Application in medicine
Angiogenesis as a therapeutic target
Angiogenesis may be a target for combating diseases such as heart disease characterized by either poor vascularisation or abnormal vasculature.[32] Application of specific compounds that may inhibit or induce the creation of new blood vessels in the body may help combat such diseases. The presence of blood vessels where there should be none may affect the mechanical properties of a tissue, increasing the likelihood of failure. The absence of blood vessels in a repairing or otherwise metabolically active tissue may inhibit repair or other essential functions. Several diseases, such as ischemic chronic wounds, are the result of failure or insufficient blood vessel formation and may be treated by a local expansion of blood vessels, thus bringing new nutrients to the site, facilitating repair. Other diseases, such as age-related macular degeneration, may be created by a local expansion of blood vessels, interfering with normal physiological processes.

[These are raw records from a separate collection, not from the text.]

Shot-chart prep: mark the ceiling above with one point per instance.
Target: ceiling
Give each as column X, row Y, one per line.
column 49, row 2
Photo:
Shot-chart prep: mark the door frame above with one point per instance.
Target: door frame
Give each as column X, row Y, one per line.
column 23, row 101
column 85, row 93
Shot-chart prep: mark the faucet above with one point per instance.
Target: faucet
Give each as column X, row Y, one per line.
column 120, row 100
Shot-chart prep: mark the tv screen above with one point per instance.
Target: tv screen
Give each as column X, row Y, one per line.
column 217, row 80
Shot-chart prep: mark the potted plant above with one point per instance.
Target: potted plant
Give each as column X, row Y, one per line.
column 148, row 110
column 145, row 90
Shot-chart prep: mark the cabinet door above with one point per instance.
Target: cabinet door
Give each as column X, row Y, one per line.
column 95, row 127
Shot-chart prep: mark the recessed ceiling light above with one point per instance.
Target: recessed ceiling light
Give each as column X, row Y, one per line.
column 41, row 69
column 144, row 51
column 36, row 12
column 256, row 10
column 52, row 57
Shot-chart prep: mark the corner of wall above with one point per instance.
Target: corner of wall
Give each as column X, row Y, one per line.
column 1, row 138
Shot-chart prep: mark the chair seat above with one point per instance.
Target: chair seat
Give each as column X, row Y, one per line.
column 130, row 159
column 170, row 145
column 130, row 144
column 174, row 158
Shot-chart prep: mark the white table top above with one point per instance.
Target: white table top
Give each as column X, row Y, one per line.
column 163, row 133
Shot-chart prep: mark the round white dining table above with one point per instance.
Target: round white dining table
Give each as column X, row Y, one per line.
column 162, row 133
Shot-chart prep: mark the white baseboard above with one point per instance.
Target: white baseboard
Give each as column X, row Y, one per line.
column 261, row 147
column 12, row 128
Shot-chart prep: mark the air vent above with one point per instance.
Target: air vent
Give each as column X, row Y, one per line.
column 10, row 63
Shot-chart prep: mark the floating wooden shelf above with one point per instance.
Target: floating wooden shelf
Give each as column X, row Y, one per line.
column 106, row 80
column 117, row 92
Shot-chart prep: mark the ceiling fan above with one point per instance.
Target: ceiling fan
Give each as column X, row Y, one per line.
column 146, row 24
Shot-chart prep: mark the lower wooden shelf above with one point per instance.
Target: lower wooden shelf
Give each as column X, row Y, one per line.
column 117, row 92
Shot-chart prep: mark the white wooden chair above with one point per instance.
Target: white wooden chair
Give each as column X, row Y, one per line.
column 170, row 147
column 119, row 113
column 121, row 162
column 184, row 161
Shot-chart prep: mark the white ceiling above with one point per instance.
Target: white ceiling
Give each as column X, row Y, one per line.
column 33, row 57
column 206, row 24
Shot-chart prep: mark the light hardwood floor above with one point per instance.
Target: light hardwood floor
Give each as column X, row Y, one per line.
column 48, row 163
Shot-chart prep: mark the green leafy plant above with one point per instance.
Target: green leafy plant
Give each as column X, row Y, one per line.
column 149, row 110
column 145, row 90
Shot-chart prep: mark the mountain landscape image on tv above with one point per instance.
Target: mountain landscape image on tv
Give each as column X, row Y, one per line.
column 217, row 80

The modern clinical application of the principle of angiogenesis can be divided into two main areas: anti-angiogenic therapies, which angiogenic research began with, and pro-angiogenic therapies. Whereas anti-angiogenic therapies are being employed to fight cancer and malignancies,[33][34] which require an abundance of oxygen and nutrients to proliferate, pro-angiogenic therapies are being explored as options to treat cardiovascular diseases, the number one cause of death in the Western world. One of the first applications of pro-angiogenic methods in humans was a German trial using fibroblast growth factor 1 (FGF-1) for the treatment of coronary artery disease.[17][35][36]
Regarding the mechanism of action, pro-angiogenic methods can be differentiated into three main categories: gene therapy, targeting genes of interest for amplification or inhibition; protein replacement therapy, which primarily manipulates angiogenic growth factors like FGF-1 or vascular endothelial growth factor, VEGF; and cell-based therapies, which involve the implantation of specific cell types.
There are still serious, unsolved problems related to gene therapy. Difficulties include effective integration of the therapeutic genes into the genome of target cells, reducing the risk of an undesired immune response, potential toxicity, immunogenicity, inflammatory responses, and oncogenesis related to the viral vectors used in implanting genes and the sheer complexity of the genetic basis of angiogenesis. The most commonly occurring disorders in humans, such as heart disease, high blood pressure, diabetes and Alzheimer's disease, are most likely caused by the combined effects of variations in many genes, and, thus, injecting a single gene may not be significantly beneficial in such diseases.[citation needed]
By contrast, pro-angiogenic protein therapy uses well-defined, precisely structured proteins, with previously defined optimal doses of the individual protein for disease states, and with well-known biological effects.[1] On the other hand, an obstacle of protein therapy is the mode of delivery. Oral, intravenous, intra-arterial, or intramuscular routes of protein administration are not always as effective, as the therapeutic protein may be metabolized or cleared before it can enter the target tissue. Cell-based pro-angiogenic therapies are still early stages of research, with many open questions regarding best cell types and dosages to use.